Changes to Database Handler in CCP4I
Peter Briggs CCP4, 24th July 2002
Current Status:
- CCP4i creates a database for each project
- The "database" is a flat file in CCP4i parameter file format (.def) file
- Stores project history information (taskname, date, status, title, plus references to input/output files and locations) for each job in database
- Database handler - which reads/writes database.def files - is embedded in the main CCP4i process (figure 1)
- Handles requests to: register new job; get/set information for registered jobs (including updating status of job & input/output files); delete job records.
Aims and Approach:
- To separate the database handler process from main CCP4i process (figure 2)
- Use a client-server model with sockets for inter-process communication (standard issue Tcl)
- CCP4i main process & its children (scripts) interact with database only via db handler
Motivations:
- Allows processes other than CCP4i to communicate directly with the project history database e.g.
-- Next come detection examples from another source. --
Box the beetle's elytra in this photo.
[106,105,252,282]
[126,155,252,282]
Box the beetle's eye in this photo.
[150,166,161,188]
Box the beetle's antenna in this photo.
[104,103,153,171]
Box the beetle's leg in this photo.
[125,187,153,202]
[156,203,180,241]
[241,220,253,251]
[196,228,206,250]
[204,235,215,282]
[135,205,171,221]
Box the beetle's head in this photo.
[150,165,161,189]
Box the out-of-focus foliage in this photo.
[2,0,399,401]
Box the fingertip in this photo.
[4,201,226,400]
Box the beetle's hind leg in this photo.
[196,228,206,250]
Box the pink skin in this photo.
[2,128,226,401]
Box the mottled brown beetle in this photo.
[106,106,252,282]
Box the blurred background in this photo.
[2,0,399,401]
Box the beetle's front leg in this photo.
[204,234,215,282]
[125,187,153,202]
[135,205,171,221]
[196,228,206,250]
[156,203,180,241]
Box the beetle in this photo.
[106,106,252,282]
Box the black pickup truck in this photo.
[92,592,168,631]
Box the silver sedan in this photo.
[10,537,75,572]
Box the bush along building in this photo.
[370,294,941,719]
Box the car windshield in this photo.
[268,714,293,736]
Molecular Graphics or MOSFLM
- More robust than existing implementation (e.g. avoid problems with "unsaved" database information being lost before being "committed" to the database file from the main CCP4i process)
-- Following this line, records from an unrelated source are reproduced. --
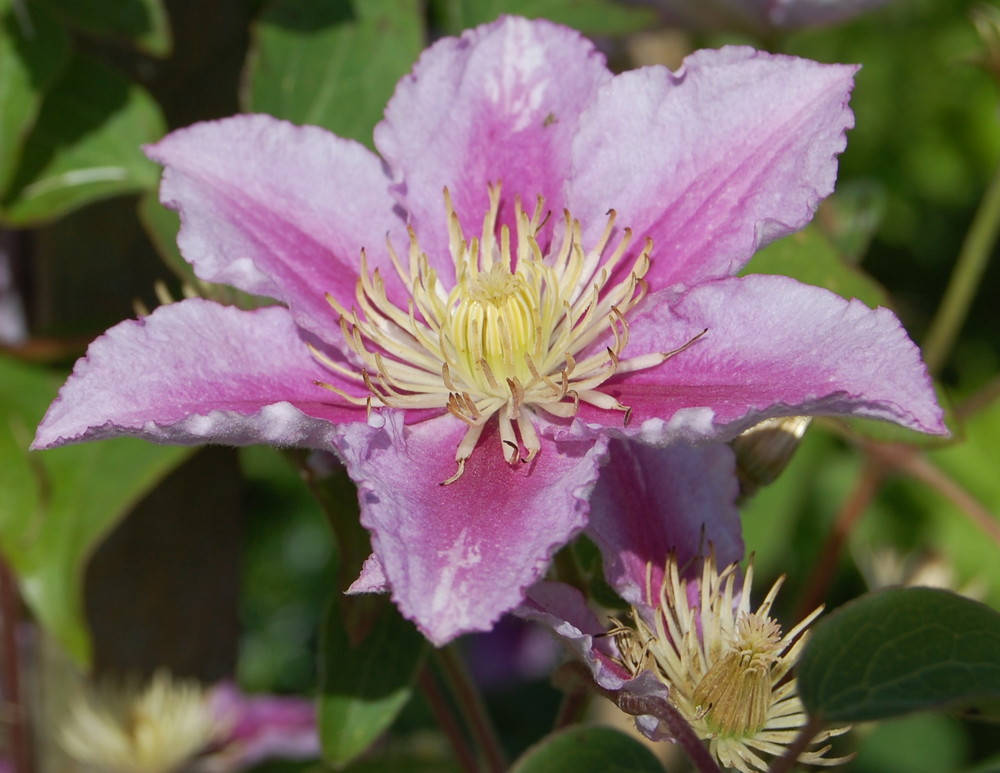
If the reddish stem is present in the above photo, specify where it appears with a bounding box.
[0,558,34,773]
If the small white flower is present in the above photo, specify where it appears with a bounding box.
[58,672,225,773]
[613,557,848,773]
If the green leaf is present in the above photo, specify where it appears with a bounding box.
[0,49,164,227]
[0,358,191,664]
[798,588,1000,722]
[36,0,173,57]
[319,598,428,766]
[740,224,889,308]
[511,725,663,773]
[0,4,69,193]
[249,0,424,147]
[435,0,657,35]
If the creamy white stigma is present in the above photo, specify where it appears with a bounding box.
[314,185,693,484]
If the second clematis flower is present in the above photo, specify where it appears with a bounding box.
[35,17,944,644]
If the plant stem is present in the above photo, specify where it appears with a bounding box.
[767,717,823,773]
[923,158,1000,373]
[798,459,888,618]
[434,644,507,773]
[866,443,1000,545]
[418,666,479,773]
[0,558,34,773]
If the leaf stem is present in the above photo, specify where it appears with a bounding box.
[0,557,34,773]
[798,458,889,618]
[434,644,507,773]
[923,159,1000,373]
[418,666,479,773]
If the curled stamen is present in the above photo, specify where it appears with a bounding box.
[311,184,703,484]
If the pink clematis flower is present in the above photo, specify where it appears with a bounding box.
[34,18,945,644]
[631,0,888,34]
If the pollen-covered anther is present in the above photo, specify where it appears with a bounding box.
[313,184,697,484]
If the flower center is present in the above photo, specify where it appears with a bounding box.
[313,185,697,485]
[693,614,781,737]
[449,266,541,391]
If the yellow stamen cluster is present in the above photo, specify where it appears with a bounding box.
[612,557,847,773]
[314,185,693,484]
[58,672,225,773]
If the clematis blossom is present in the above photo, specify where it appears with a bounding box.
[631,0,888,34]
[34,17,945,644]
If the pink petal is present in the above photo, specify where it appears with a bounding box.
[146,115,407,341]
[338,414,604,645]
[587,440,743,605]
[514,582,629,690]
[347,553,389,593]
[33,299,364,449]
[569,47,857,290]
[516,582,669,741]
[208,682,320,773]
[375,17,611,267]
[580,275,947,443]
- Allows different database back-ends to replace database.def in future (e.g. mySQL) without significant changes to the rest of CCP4i
- Suitable for extension to a distributed computing environment
Issues:
- Do we start a new db handler process for each CCP4i process, or a new db handler for each database?
- Locking issues: how should multiple processes be allowed access (read-write, read-only) to the same database (queuing/lock-grab/lock-out)?
- Should subprocesses (i.e. scripts) initiated by the main CCP4i "controller" process communicate directly with the db handler, or via the controller? (Important if the controller is separated from the main CCP4i GUI)
- Will the scope of information stored in the database expand in future? (in which case we may need an API to the db handler which can accommodate a broader range of requests than at present)
- What are the security implications in a distributed computing environment?